A giant wind turbine in Klondike III wind farm in Oregon has collapsed. This incident caused the fatality of a worker who was doing his routine inspection at the top of the structure when it suddenly fell. Another victim working inside the tower has incurred serious personal injuries and taken to Mid-Columbia Medical Center in Dalles after being hit by various objects from the falling structure. Graciously, the third worker at the bottom managed to escape from possible injuries or death.
Los Angeles, CA -- (ReleaseWire) -- 09/07/2007 -- According to Sherman County sheriff’s deputy Geremy Shull, the accident happened around 4 p.m. last Saturday. He said that the 242-foot-tall structure broke a little higher than the middle section of the tube that supports the blades. The names of the victims are yet to be identified but Shull said that the victim who died is a Goldendale, Washington resident and the other is from Minnesota.
Florida-based Siemens spokesperson Melanie Forbrick said that their company opted not to announce the names of the victims to pay respect to their families.
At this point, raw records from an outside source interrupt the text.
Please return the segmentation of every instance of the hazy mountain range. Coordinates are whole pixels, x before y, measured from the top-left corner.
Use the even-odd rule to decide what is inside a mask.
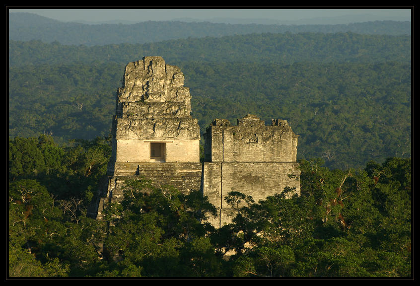
[[[354,20],[354,17],[352,16]],[[366,17],[360,18],[364,19]],[[346,20],[344,17],[342,20]],[[350,19],[350,16],[349,19]],[[212,21],[210,22],[210,21]],[[309,19],[308,20],[309,21]],[[320,23],[326,18],[312,19]],[[63,22],[38,15],[23,12],[9,14],[9,39],[15,41],[39,40],[45,42],[58,41],[65,45],[95,46],[122,43],[142,44],[175,39],[221,37],[262,33],[352,32],[359,34],[409,35],[410,21],[371,21],[329,25],[287,24],[274,23],[268,19],[256,20],[260,23],[222,23],[221,19],[196,22],[192,19],[178,21],[147,21],[133,23],[112,20],[107,23]],[[240,20],[237,20],[241,22]],[[117,22],[123,22],[117,23]],[[296,22],[301,23],[301,21]]]

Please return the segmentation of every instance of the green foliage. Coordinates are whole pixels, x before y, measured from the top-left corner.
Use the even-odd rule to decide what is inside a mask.
[[[345,172],[320,159],[300,163],[300,197],[282,193],[244,206],[212,236],[219,249],[236,250],[230,275],[411,277],[411,159]],[[235,244],[227,236],[242,239]]]
[[[199,193],[156,188],[141,179],[127,180],[124,194],[120,207],[109,209],[106,216],[111,223],[105,247],[108,259],[118,263],[104,275],[125,276],[126,267],[138,277],[218,274],[220,259],[205,237],[210,226],[201,222],[215,209]]]

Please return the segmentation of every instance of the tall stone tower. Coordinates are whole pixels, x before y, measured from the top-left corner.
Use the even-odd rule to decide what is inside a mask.
[[[205,138],[203,195],[219,210],[209,220],[214,226],[230,222],[233,210],[224,198],[232,191],[251,196],[255,201],[280,194],[284,188],[300,195],[296,162],[297,136],[286,120],[273,120],[271,126],[248,114],[232,126],[215,119]]]
[[[127,179],[143,176],[157,187],[183,192],[201,190],[218,210],[209,221],[219,227],[233,210],[224,199],[231,191],[256,202],[283,192],[300,195],[297,136],[285,120],[271,126],[248,114],[232,126],[215,119],[204,134],[205,162],[200,162],[200,128],[190,114],[191,96],[179,68],[160,57],[128,64],[117,92],[112,154],[107,180],[89,210],[101,219],[108,204],[122,198]]]
[[[143,175],[157,184],[199,190],[200,128],[190,115],[189,89],[180,69],[160,57],[126,67],[117,94],[107,186],[92,216],[100,218],[108,202],[118,201],[124,180]]]

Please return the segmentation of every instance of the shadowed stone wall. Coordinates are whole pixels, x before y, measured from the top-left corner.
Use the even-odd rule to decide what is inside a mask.
[[[272,125],[248,114],[237,126],[215,119],[205,137],[204,196],[219,209],[220,216],[210,220],[221,226],[231,220],[233,210],[224,198],[229,192],[251,196],[256,202],[281,193],[285,187],[300,194],[296,161],[297,136],[285,120]]]
[[[191,112],[190,91],[179,68],[160,57],[127,65],[117,93],[107,178],[90,216],[102,218],[108,204],[122,199],[124,181],[140,176],[156,186],[201,190],[219,211],[218,217],[209,220],[216,227],[231,220],[233,210],[224,200],[229,192],[256,202],[286,187],[300,195],[297,136],[287,121],[266,126],[248,114],[232,126],[214,119],[204,135],[205,161],[200,163],[200,128]]]

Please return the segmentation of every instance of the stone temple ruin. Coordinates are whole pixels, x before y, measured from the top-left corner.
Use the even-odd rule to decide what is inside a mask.
[[[124,181],[140,176],[182,192],[201,190],[218,210],[209,220],[216,227],[232,218],[223,199],[229,192],[256,202],[286,187],[300,194],[297,137],[285,120],[266,126],[249,114],[232,126],[215,119],[204,135],[201,162],[200,128],[190,115],[190,91],[179,68],[160,57],[130,63],[117,97],[107,184],[94,201],[91,216],[102,218],[107,204],[122,198]]]

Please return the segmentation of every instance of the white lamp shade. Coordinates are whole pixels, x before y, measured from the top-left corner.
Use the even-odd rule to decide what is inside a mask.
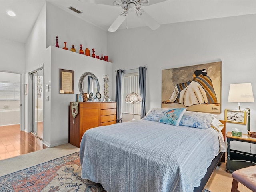
[[[254,102],[252,84],[250,83],[230,84],[228,101],[235,103]]]
[[[133,92],[128,94],[125,99],[126,103],[138,103],[142,101],[140,96]]]

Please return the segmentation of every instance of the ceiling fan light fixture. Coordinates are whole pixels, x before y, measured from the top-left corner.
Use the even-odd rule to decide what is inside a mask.
[[[114,6],[121,6],[123,4],[122,1],[120,0],[115,1],[113,3]]]
[[[127,5],[127,11],[130,12],[134,12],[137,10],[136,5],[134,3],[130,3]]]

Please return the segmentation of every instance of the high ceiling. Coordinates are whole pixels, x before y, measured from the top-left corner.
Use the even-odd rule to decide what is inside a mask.
[[[0,0],[0,37],[25,42],[46,1],[50,2],[106,30],[124,10],[112,5],[114,0]],[[160,24],[256,14],[256,0],[150,0],[142,8]],[[73,6],[78,14],[67,8]],[[6,14],[8,10],[14,17]],[[129,14],[118,30],[146,25],[134,14]]]

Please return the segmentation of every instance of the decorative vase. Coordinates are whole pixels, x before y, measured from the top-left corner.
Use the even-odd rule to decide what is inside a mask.
[[[94,54],[94,52],[95,51],[94,50],[94,49],[92,49],[92,57],[94,57],[94,58],[95,58],[95,54]]]
[[[60,47],[59,46],[59,44],[58,43],[58,35],[56,36],[56,43],[55,44],[55,46],[57,47]]]
[[[83,98],[84,102],[87,101],[87,93],[84,93],[84,95],[83,95]]]
[[[80,54],[82,54],[82,55],[84,54],[84,51],[83,51],[82,47],[82,45],[80,45],[80,50],[79,50],[79,53]]]
[[[108,80],[108,77],[107,75],[105,75],[104,77],[103,77],[103,79],[104,80],[104,99],[105,99],[106,101],[109,101],[108,100],[109,97],[108,97],[108,93],[109,91],[108,90],[108,88],[109,87],[108,85],[108,83],[109,82],[109,80]]]
[[[76,52],[76,49],[74,48],[74,45],[72,45],[72,48],[70,49],[70,51],[72,51],[73,52]]]
[[[103,58],[103,56],[102,55],[102,54],[101,54],[101,57],[100,58],[100,60],[104,60],[104,58]]]
[[[90,50],[88,48],[85,49],[85,55],[90,56]]]
[[[65,44],[65,46],[62,48],[63,49],[66,49],[66,50],[68,50],[68,49],[67,47],[66,46],[66,44],[67,44],[66,42],[64,42],[64,44]]]

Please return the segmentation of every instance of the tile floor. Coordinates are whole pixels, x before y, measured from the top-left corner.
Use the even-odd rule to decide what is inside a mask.
[[[0,160],[46,148],[42,140],[20,131],[20,124],[0,126]]]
The wind turbine was fully erected but it was not yet been operated; the people working on it were maintenance people said Shull.
The untoward turbine collapse that resulted to fatality was recorded as the first occurrence in the history of Oregon but still, the probable cause of the collapse has not yet been established by the Occupational Safety and Health Administration, which began to investigate the incident since Sunday.
The Klondike III wind farm project was operated by the PPM Energy in Portland. It was designed to produce 221 megawatts of electricity, enough to supply power in 96,000 homes. This was expected to be ready for operation later this year, Jan Johnson, a PPM spokesperson, said.
Only for this year, Oregon developers are set up in putting more wind turbines in the Columbia River Gorge in order to increase power production. These developments in the electric generation industry are foreseen to continue until 2008 or even later depending on the support that will be imparted by the Congress.
Meanwhile, Forbrick has made an affirmation that their company has never manufactured any wind turbine that collapsed since their company got into wind energy industry in 2004.
Oregon was recently ranked eight among states in the U.S. when it comes to wind-energy development as determined by the American Wind Energy Association.